These 5 habits will make you a great code reviewer

High-quality code reviews are hard.

They are time-consuming and require significant mental effort.

Code reviewing is also not taught at school, and figuring it out on your own is hard work. In this post, I share five crucial habits all great code reviewers I know have in common.

Make the code review about the code

Code reviews are about the code, not the person who wrote the code. If you think the proposed change is incorrect or have suggestions to improve it, then, by all means, leave your comments (just remember to make them professional and high-quality). However, leave out comments that don’t relate to the code under review.

Understand the code and ask questions when in doubt

Understanding the code under review is the foundation of a solid code review.

It is also the most difficult part.

Whenever you have doubts about proposed changes, you should ask the author for clarification. You might not be aware of an assumption the author is making or need help understanding how their changes fit in. However, the difficulty in grasping the changes is also often a sign of a mistake.

Asking a question will prompt the author to explain their thought process. As a result, they will either answer the question and clear up your doubts or realize that something is indeed wrong and needs to be fixed.

Be clear about your expectations

Code reviews can generate a wide variety of comments. Some are nits that you would like to see fixed but are not real issues. Some, however, identify serious problems that must be corrected before merging.
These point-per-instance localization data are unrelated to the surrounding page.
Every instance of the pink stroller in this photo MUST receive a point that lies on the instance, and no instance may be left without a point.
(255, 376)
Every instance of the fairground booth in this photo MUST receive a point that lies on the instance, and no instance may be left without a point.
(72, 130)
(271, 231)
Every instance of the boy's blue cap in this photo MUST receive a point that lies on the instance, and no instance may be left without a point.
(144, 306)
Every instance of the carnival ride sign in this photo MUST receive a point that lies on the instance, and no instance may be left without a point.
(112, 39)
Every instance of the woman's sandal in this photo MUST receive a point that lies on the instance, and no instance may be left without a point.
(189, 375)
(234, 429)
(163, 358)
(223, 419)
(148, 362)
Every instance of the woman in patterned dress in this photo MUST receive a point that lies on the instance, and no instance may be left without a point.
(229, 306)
If you leave a comment, make sure that the author understands which category it falls into. Doing this will save you and the PR author time and frustration.

Sometimes, you may take on a PR that is outside of your area of expertise. You may realize it only after you already left some comments. You are now in a weird situation: the author expects you to finish the review and approve the PR, but you don’t feel confident you can. If this happens, instead of accepting the change you don’t understand, it is better to leave a comment recommending the author get a review from someone more familiar with the code they are changing.
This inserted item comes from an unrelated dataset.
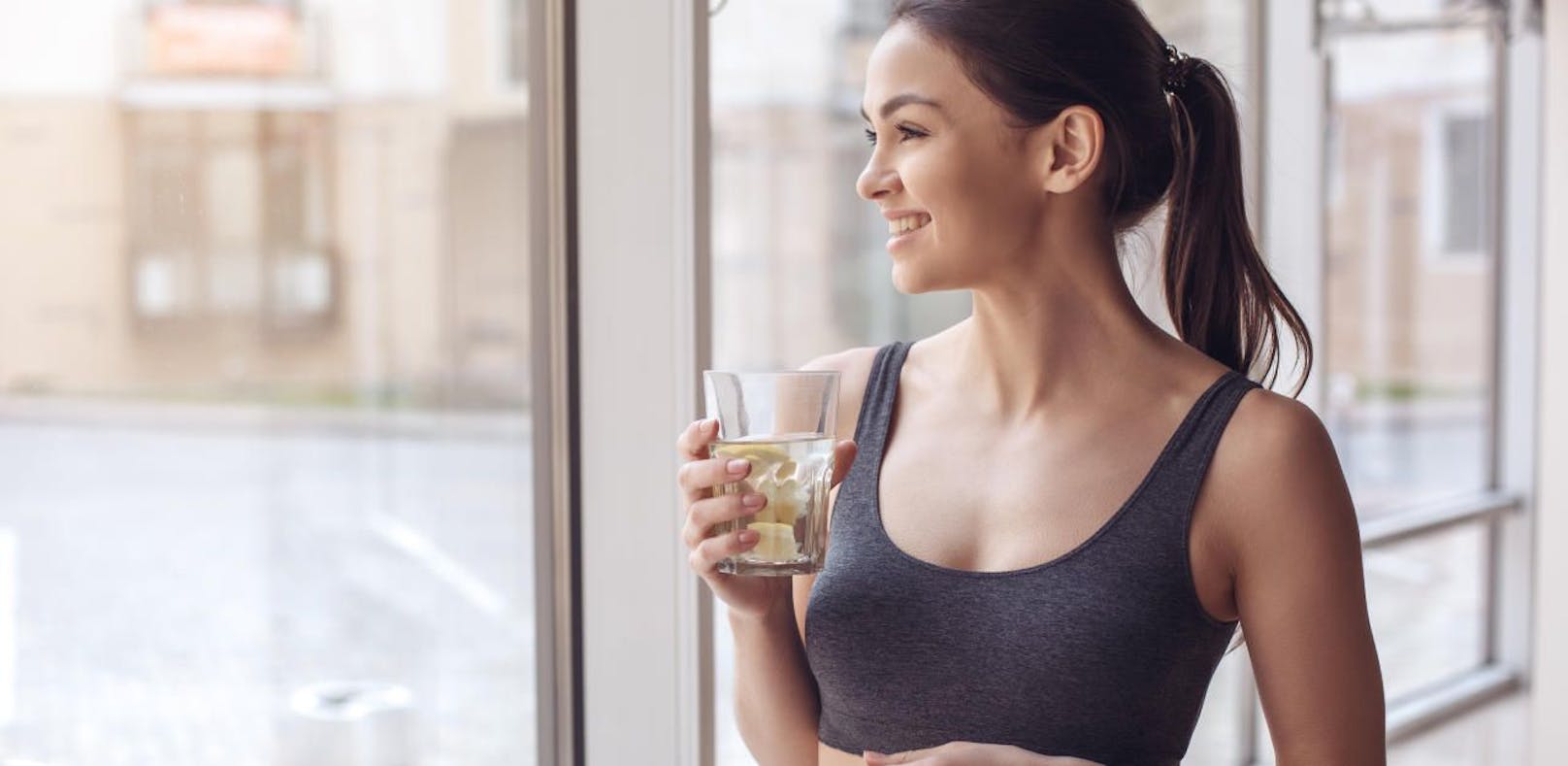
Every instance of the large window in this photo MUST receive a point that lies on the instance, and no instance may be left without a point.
(265, 404)
(1410, 341)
Side note: reviewing code that is outside of your area of expertise is a good thing. Even if you don’t understand the change enough to approve it, you can still provide useful feedback, identify bugs, and learn something. Just make sure the author does not expect to get your approval.

Cross-check with the existing code

Code reviews show only code that changed. Most of the time, it is sufficient. But sometimes, to understand the change fully, you need to check how the new code works with the code not included in the review because it hasn’t changed.
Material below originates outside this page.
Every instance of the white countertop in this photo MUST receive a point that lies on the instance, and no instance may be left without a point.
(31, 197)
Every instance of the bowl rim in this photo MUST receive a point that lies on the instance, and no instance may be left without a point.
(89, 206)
This idea may be obvious to most developers, but I was surprised to meet some who had never considered checking the existing code when reviewing PRs. In my experience, the biggest surprises are caused by not what’s included in the PR but by what’s missing.

Occasionally, examining the existing code may not give you all the answers. The ultimate weapon for these situations is to use a debugger. You can check out the PR branch and step through the code. It should resolve all your doubts. I resort to a debugger very rarely. It’s almost always easier and faster to ask the author.

Resist the “stamp” pressure

The pressure to merge changes quickly for projects on tight timelines is high. And it only grows as the deadline nears.

During the end game, engineers enter a Pull Request frenzy. Eventually, due to the number of PRs, code reviews often become a bottleneck. So, the engineers try to unblock themselves by asking to “stamp the diff” (i.e., approve changes without looking).

On the one hand it is understandable – no one wants to miss the deadline. On the other hand, these are the times when code changes need even more scrutiny than usual. Due to the time pressure, most PRs are coded very hastily. The changes may not be validated thoroughly (or at all) and the stress only increases the likelihood of mistakes.

While a proper code review takes time, merging code with issues a review could have caught is more costly. At best, fixing the problem will require sending a new PR (which, by the way, will trigger a review). At worst, an embarrassing bug ships to customers.

I remember when one of my teams worked extremely hard to finish a project on time. We were very close, and then one of the team members dropped a 1000-line PR a few hours before the deadline. The manager was trying hard to find someone willing to approve the PR. It wasn’t easy because the PR had a bunch of red flags, like spotty test coverage or many TODO comments, but he eventually succeeded. As soon as our product shipped, we started getting reports from angry customers complaining that important scenarios stopped working. We found that the hastily merged PR was the culprit. The team scrambled to fix the issues, but the damage was done. This one PR cost us the reputation we’d been building for a long time.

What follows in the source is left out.